There are two other things that bother me about this code. The first is the use of the names x and y for the variables. The second one is that mysterious comment // Do something. Let's start with the variable names.

If this code is about positioning, or coordinates or some such, then x and y make sense. In most other domains, x and y are just placeholder names. This stems from mathematics where the first unknown is often simply named x, and the second one is named y, etc.

However, when programming, not naming your variables after what they represent is a missed opportunity to clarify the intent of the code.

The code was given without context or domain, so we can only guess what x and y represent, and what kind of business rule is behind the IsEven and IsGreaterThan-line.

A suggestion given by @AstridSawatzky on Twitter is that it represents a dice roll in a Dungeons and Dragons style game, where the roll is successful if the result is even and greater than a certain threshold. So, let's go with that. How can we express that idea in code?

if (diceTotal.IsEven && diceTotal.IsGreaterThan(threshold))
{
	// Do something
}

Now at least the variable names make more sense, and the code is becoming a lot expressive. Given the domain, the code becomes more readable, not just for programmers, but also for non-programming domain experts

Now for that // Do something. That seems to imply that some side effect is happening. Let's say something like:

if (diceTotal.IsEven && diceTotal.IsGreaterThan(threshold))
{
	Console.WriteLine("Attack was successful");
}

The problem with that code is that it is mixing domain logic with control flow logic and infrastructure logic. In the domain we should not care about Consoles and WriteLines (infrastructure), or even the particular if-statement (control flow).

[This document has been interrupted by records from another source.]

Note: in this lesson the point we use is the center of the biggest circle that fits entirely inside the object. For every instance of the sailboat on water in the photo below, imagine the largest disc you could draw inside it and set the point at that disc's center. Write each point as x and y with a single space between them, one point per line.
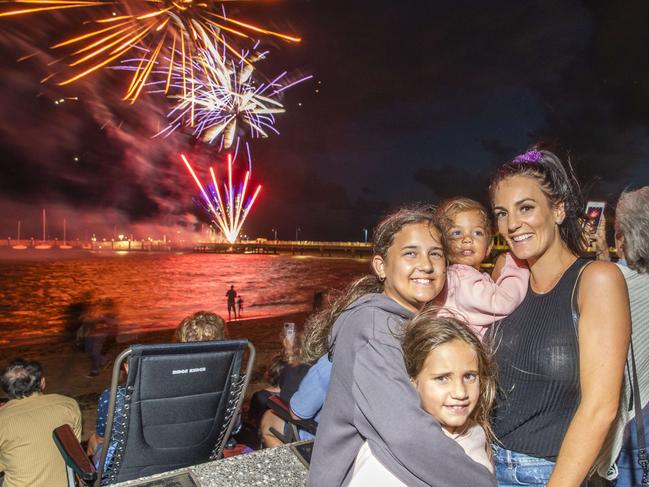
18 245
43 245
65 245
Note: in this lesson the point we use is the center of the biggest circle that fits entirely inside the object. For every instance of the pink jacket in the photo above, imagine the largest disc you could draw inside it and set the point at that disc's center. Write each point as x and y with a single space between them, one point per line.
481 301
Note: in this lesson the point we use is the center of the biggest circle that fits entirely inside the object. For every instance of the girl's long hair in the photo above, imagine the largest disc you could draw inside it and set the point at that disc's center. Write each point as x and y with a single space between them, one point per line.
425 332
317 329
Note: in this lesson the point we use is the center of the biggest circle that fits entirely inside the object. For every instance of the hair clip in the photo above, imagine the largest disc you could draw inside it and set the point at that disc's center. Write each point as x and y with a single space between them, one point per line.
530 157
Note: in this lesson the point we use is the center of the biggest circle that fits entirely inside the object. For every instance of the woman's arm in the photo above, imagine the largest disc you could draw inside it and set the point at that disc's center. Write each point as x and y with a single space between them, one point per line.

Another way to put it is that it violates the CQRS principle (mixing command and query).

The domain code could look like this:

public bool IsSuccessFul(int diceTotal, int threshold) => diceTotal.IsEven && diceTotal.IsGreaterThan(threshold);

Now IsSuccessFul does not have any side-effects and can be tested easily. It's a pure domain concept, and the language used in the code reflects the language used in the domain.

When we learn more about the domain, we can determine where this function should be placed.

This article turned out as a bit of a brain dump. The main take aways, for me, are:

Abstractions are not free
Readability is in the eye of the beholder, especially when taken out of its (domain) context
Clarity of the code improves more objectively when the language used makes sense in the domain
Separating domain code from control flow code and infrastructural code improves clarity
Useful variable names go a long way towards making code more readable

-- Rene Wiersma